After the U.S. jobs data which saw the largest gain in jobs since last December and the unemployment rate fall to 5.0 percent, it lowest since April 2008, interest rates futures were now pricing in a 70 percent probability that the U.S. central bank will raise borrowing costs next month.

Treasury yields continued to creep higher in Europe having soared on Friday. The key 2-year yield, the most sensitive to a near-term rate hike, was at a 5-1/2-year high. [US/]

Europe's benchmark German Bund yields were being dragged higher too, while Portuguese government bond yields hit a 10-week high after leftist parties agreed to form an alternative government to try to oust the center-right in a vote this week.

There was also uncertainty in neighboring Spain, where Catalan separatists are expected to approve on Monday in the regional parliament a motion saying the process to split the northeastern region from Spain has started.

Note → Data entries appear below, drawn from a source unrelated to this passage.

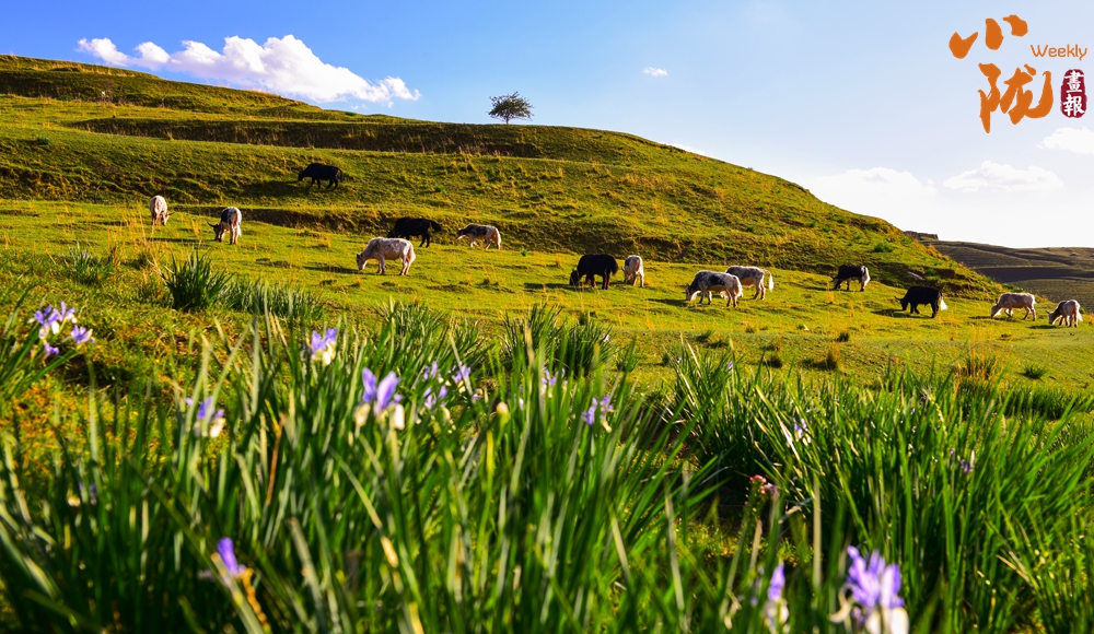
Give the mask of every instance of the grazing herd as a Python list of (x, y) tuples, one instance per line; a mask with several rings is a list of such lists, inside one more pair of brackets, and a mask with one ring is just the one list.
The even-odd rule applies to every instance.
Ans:
[[(318, 183), (327, 183), (327, 189), (338, 187), (338, 183), (344, 179), (342, 171), (321, 163), (312, 163), (298, 174), (296, 181), (311, 178), (311, 186)], [(149, 212), (152, 215), (152, 225), (166, 225), (170, 213), (167, 201), (162, 196), (153, 196), (149, 201)], [(229, 244), (236, 244), (243, 235), (243, 213), (235, 207), (228, 207), (221, 211), (219, 223), (209, 223), (213, 228), (217, 242), (224, 242), (224, 236), (229, 236)], [(415, 261), (414, 244), (406, 238), (420, 237), (418, 247), (428, 247), (432, 244), (430, 232), (441, 232), (440, 224), (423, 218), (400, 218), (395, 221), (395, 226), (387, 234), (387, 237), (374, 237), (365, 245), (364, 250), (357, 255), (357, 268), (360, 271), (365, 269), (369, 260), (377, 261), (377, 273), (387, 272), (387, 260), (398, 260), (401, 263), (400, 275), (406, 275), (410, 270), (410, 265)], [(468, 224), (456, 232), (456, 239), (467, 238), (468, 247), (474, 247), (479, 242), (484, 249), (490, 246), (501, 249), (501, 232), (498, 227), (488, 224)], [(619, 263), (616, 259), (605, 254), (586, 254), (578, 260), (578, 266), (570, 272), (570, 285), (575, 287), (595, 286), (596, 277), (601, 278), (601, 289), (607, 290), (612, 275), (619, 272)], [(645, 287), (645, 267), (641, 256), (627, 256), (622, 267), (624, 283), (640, 285)], [(765, 284), (766, 281), (766, 284)], [(851, 290), (851, 282), (859, 282), (859, 291), (865, 291), (870, 283), (870, 270), (862, 265), (841, 265), (836, 275), (833, 277), (833, 289), (838, 291), (840, 286)], [(753, 300), (764, 300), (767, 291), (775, 290), (775, 275), (766, 269), (759, 267), (733, 266), (725, 269), (724, 273), (702, 270), (695, 274), (691, 282), (685, 286), (685, 301), (691, 302), (697, 296), (702, 304), (707, 300), (712, 303), (714, 293), (725, 297), (726, 306), (737, 306), (737, 301), (744, 294), (745, 286), (753, 286), (756, 292)], [(942, 291), (929, 286), (911, 286), (907, 290), (900, 302), (900, 310), (908, 310), (909, 315), (918, 315), (920, 306), (931, 307), (931, 317), (938, 317), (940, 310), (946, 309), (945, 298)], [(1014, 309), (1025, 310), (1023, 319), (1033, 317), (1037, 319), (1036, 297), (1031, 293), (1003, 293), (991, 306), (989, 317), (994, 317), (1000, 313), (1013, 317)], [(1056, 325), (1061, 322), (1064, 326), (1078, 326), (1083, 320), (1082, 308), (1075, 300), (1060, 302), (1056, 309), (1048, 316), (1048, 322)]]

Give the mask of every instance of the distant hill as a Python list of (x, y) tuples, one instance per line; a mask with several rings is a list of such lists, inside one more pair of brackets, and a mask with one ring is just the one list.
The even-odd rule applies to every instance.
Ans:
[[(485, 98), (485, 97), (484, 97)], [(296, 172), (341, 167), (334, 190)], [(998, 286), (892, 224), (776, 176), (631, 134), (465, 125), (324, 110), (255, 91), (66, 61), (0, 56), (0, 198), (244, 208), (272, 224), (365, 235), (426, 215), (445, 232), (498, 225), (539, 251), (640, 253), (711, 268), (830, 273), (865, 263), (896, 285)]]
[(926, 240), (940, 253), (996, 280), (1054, 302), (1079, 300), (1094, 308), (1094, 249), (1014, 249), (976, 243)]

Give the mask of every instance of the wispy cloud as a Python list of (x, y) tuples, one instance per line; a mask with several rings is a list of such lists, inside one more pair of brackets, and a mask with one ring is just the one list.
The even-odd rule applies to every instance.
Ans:
[(897, 172), (888, 167), (870, 169), (848, 169), (835, 176), (822, 176), (813, 181), (814, 189), (831, 193), (864, 193), (883, 196), (932, 196), (938, 192), (934, 184), (920, 183), (910, 172)]
[(79, 44), (79, 50), (110, 66), (183, 72), (315, 102), (357, 98), (392, 104), (394, 99), (414, 101), (420, 96), (399, 78), (370, 82), (347, 68), (325, 63), (292, 35), (270, 37), (260, 45), (254, 39), (225, 37), (219, 52), (191, 40), (183, 42), (183, 50), (174, 54), (146, 42), (137, 46), (136, 56), (119, 51), (107, 38), (81, 39)]
[(889, 167), (848, 169), (814, 178), (805, 185), (817, 198), (837, 207), (884, 218), (898, 226), (917, 227), (924, 222), (923, 208), (939, 192), (932, 181), (923, 183), (910, 172)]
[(1044, 167), (1031, 165), (1017, 169), (1010, 165), (1000, 165), (985, 161), (976, 169), (963, 172), (943, 183), (950, 189), (962, 191), (1001, 190), (1001, 191), (1048, 191), (1063, 187), (1063, 181), (1056, 174)]
[(1040, 146), (1047, 150), (1067, 150), (1075, 154), (1094, 154), (1094, 131), (1083, 126), (1079, 128), (1057, 128), (1045, 137)]
[(679, 148), (680, 150), (684, 150), (685, 152), (690, 152), (693, 154), (698, 154), (700, 156), (706, 156), (707, 155), (707, 153), (703, 152), (702, 150), (697, 150), (697, 149), (695, 149), (695, 148), (693, 148), (690, 145), (685, 145), (683, 143), (672, 143), (672, 146), (673, 148)]

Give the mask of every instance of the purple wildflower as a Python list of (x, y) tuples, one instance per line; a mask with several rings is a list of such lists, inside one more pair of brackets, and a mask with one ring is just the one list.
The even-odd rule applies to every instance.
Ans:
[(73, 326), (72, 341), (74, 341), (77, 345), (83, 345), (84, 343), (94, 343), (95, 338), (91, 336), (90, 328), (84, 328), (83, 326)]
[(607, 420), (608, 412), (613, 411), (615, 411), (615, 408), (612, 407), (612, 395), (604, 395), (600, 401), (594, 398), (590, 402), (589, 409), (585, 410), (585, 413), (581, 414), (581, 419), (589, 426), (593, 426), (593, 423), (596, 421), (603, 424)]
[(220, 554), (220, 559), (224, 562), (224, 568), (228, 570), (228, 574), (233, 577), (237, 577), (247, 570), (247, 566), (241, 566), (240, 562), (235, 559), (235, 545), (232, 543), (232, 538), (225, 537), (217, 541), (217, 553)]
[(50, 332), (56, 334), (60, 330), (60, 316), (53, 306), (35, 310), (34, 320), (38, 322), (38, 339), (45, 339), (49, 337)]
[(376, 375), (368, 367), (361, 368), (361, 386), (363, 387), (361, 402), (371, 402), (376, 398)]
[(582, 420), (585, 421), (585, 423), (589, 424), (590, 427), (593, 426), (593, 423), (596, 422), (596, 400), (595, 399), (593, 399), (593, 404), (589, 406), (589, 410), (585, 413), (581, 414), (581, 418), (582, 418)]
[(449, 388), (443, 385), (441, 386), (441, 389), (437, 390), (435, 395), (433, 394), (433, 388), (426, 388), (422, 404), (424, 404), (428, 409), (433, 409), (433, 407), (440, 404), (446, 396), (449, 396)]
[(847, 571), (847, 586), (856, 603), (868, 612), (878, 608), (893, 610), (904, 606), (904, 599), (899, 596), (899, 566), (885, 565), (885, 557), (877, 551), (870, 553), (869, 562), (853, 545), (847, 548), (847, 554), (851, 557), (851, 567)]
[(770, 601), (778, 601), (782, 598), (782, 587), (787, 585), (787, 575), (782, 570), (782, 563), (775, 567), (771, 573), (771, 583), (767, 586), (767, 598)]
[(453, 374), (453, 376), (452, 376), (452, 383), (455, 383), (455, 384), (470, 383), (470, 380), (472, 380), (472, 368), (469, 368), (466, 365), (464, 365), (464, 364), (461, 363), (459, 366), (456, 367), (453, 372), (455, 374)]
[(61, 324), (65, 324), (67, 321), (75, 324), (75, 308), (70, 308), (66, 306), (65, 302), (61, 302), (60, 310), (56, 309), (54, 310), (54, 315), (57, 316), (57, 318), (60, 320)]
[(330, 365), (335, 359), (335, 344), (338, 342), (338, 329), (327, 328), (322, 336), (312, 330), (312, 341), (309, 348), (312, 351), (312, 361), (322, 361), (323, 365)]
[[(401, 399), (395, 394), (395, 387), (399, 385), (399, 377), (394, 372), (388, 372), (387, 376), (376, 386), (376, 409), (384, 410), (388, 403), (399, 402)], [(393, 398), (394, 397), (394, 398)]]

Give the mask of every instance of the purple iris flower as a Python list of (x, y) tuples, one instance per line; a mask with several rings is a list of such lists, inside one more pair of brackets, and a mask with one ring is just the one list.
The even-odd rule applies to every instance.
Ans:
[(232, 543), (232, 538), (224, 537), (217, 541), (217, 552), (220, 554), (221, 561), (224, 562), (228, 574), (233, 577), (240, 576), (247, 570), (247, 566), (241, 566), (235, 559), (235, 545)]
[(596, 401), (595, 400), (593, 401), (593, 404), (589, 406), (589, 410), (585, 413), (581, 414), (581, 418), (585, 421), (585, 423), (589, 424), (590, 427), (593, 426), (593, 423), (596, 422)]
[(319, 336), (318, 331), (312, 330), (312, 354), (318, 354), (327, 345), (334, 345), (338, 341), (338, 329), (327, 328), (326, 333)]
[[(600, 415), (597, 415), (597, 410), (600, 410), (598, 411)], [(595, 398), (592, 400), (592, 402), (589, 406), (589, 409), (585, 410), (585, 413), (581, 414), (581, 419), (585, 421), (585, 423), (589, 426), (593, 426), (593, 423), (595, 423), (597, 420), (603, 422), (605, 419), (607, 419), (607, 414), (610, 411), (614, 411), (614, 408), (612, 407), (612, 395), (604, 395), (604, 398), (602, 398), (600, 401), (597, 401)]]
[(403, 397), (395, 394), (395, 388), (399, 385), (399, 377), (394, 372), (388, 372), (387, 376), (376, 383), (376, 375), (368, 367), (361, 368), (361, 403), (370, 403), (377, 411), (387, 409), (387, 406), (397, 403)]
[[(396, 386), (399, 385), (399, 377), (394, 372), (388, 372), (387, 376), (376, 386), (376, 409), (384, 410), (393, 402), (399, 402), (398, 395), (395, 394)], [(394, 398), (393, 398), (394, 397)]]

Among commodities, the strength of the dollar remained the theme. London copper slipped further below the $5,000 mark towards a six-year low, after the China trade data underlined struggling growth in the world's top metals user.



Spot gold struggled near a 3-month low of $1,084.90 an ounce though oil prices rebounded on bargain hunting as OPEC said it expected global demand to remain strong next year.

Brent crude  had bounced 0.8 percent to $47.81 a barrel by 0945 GMT while U.S crude was up 0.5 percent at $44.55 a barrel.